Today’s web service is filled with social sharing widgets (Facebook, Twitter, and the like), web analytics tools (Google Analytics), and content from advertising syndicates. While these tools provide useful services to the patrons, libraries and service providers, they also become centralized points of data gathering that can aggregate a user’s activity across the web. Does your library catalog page include a Facebook “Like” button? Whether or not the patron clicks on that button, Facebook knows that user has browsed to that web page and can gleen details of user behavior from that. Does your service use Google Analytics to understand user behavior and demographics? Google Analytics tracks user behavior across an estimated one half of the sites on the internet. Your user’s activity as a patron of your services is commingled with their activity as a general user.

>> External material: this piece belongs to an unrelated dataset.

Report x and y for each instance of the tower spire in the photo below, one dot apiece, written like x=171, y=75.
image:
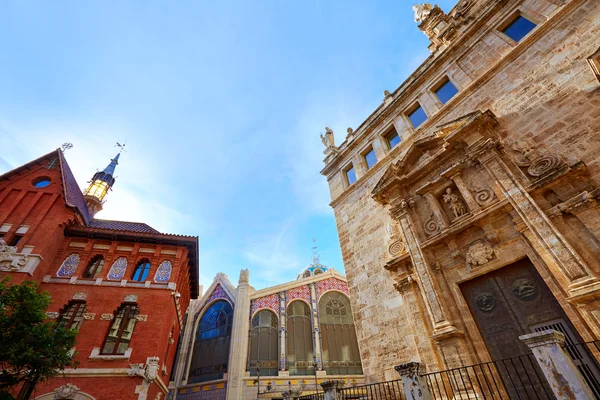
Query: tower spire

A “filter bubble” is phrase coined by Eli Pariser to describe a system that adapts its output based on what it knows about a user: location, past searches, click activity, and other signals. The system is using these signals to deliver what it deems to be more relevant information to the user. In order to do this, the system must gather, store and analyze this information from patrons. However, a patron may not want his or her past search history to affect their search results. Or, even worse, when activity is aggregated from a shared terminal, the results can be wildly skewed.

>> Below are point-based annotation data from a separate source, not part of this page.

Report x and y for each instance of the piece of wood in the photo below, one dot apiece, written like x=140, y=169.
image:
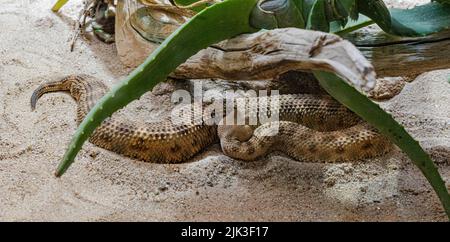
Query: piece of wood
x=267, y=54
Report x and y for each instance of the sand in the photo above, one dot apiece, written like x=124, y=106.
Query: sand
x=103, y=186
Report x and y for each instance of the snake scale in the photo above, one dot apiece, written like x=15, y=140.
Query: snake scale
x=310, y=128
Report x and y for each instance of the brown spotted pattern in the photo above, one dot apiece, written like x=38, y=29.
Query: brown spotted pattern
x=311, y=128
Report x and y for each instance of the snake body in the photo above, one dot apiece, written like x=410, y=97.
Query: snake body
x=311, y=128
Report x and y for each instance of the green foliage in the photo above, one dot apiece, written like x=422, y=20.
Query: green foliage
x=218, y=22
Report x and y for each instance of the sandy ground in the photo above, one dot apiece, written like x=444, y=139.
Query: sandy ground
x=103, y=186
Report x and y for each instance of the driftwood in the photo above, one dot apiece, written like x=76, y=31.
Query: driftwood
x=265, y=55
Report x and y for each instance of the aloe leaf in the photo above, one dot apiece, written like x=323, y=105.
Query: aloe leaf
x=59, y=5
x=317, y=19
x=219, y=22
x=373, y=114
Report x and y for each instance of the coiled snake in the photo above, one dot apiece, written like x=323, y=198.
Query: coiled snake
x=310, y=128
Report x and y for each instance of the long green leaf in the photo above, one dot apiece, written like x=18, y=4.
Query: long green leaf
x=218, y=22
x=384, y=122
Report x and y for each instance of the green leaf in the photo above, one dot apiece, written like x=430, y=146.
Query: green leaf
x=384, y=122
x=421, y=20
x=317, y=19
x=216, y=23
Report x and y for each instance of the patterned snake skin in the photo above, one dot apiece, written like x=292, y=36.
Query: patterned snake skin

Simply using a library-subscribed service can transmit patron activity and intention to dozens of parties, and all of it invisible to the user. To uphold that third principle in the ALA Code of Ethics, librarians need to examine the patron activity capturing practices its information suppliers, and that can be as unwieldy as negotiating bilateral license agreements between each library and supplier. If we start from the premise that libraries, publishers and service providers want to serve the the patron’s information needs while respecting their desire to do so privately, what is needed is a shared understanding of how patron activity is captured, used, and discarded. A new gathering of librarians and providers could accomplish for patron activity what they did for electronic licensing terms a decade ago. One could imagine discussions around these topics:

What Information is Collected From the Patron: When is personally identifiable information captured in the process of using the provider’s service. How is activity tagged to a particular patron — both before and after the patron identifies himself or herself? Are search histories stored? Is the patron activity encrypted — both in transit on the network and at rest on the server?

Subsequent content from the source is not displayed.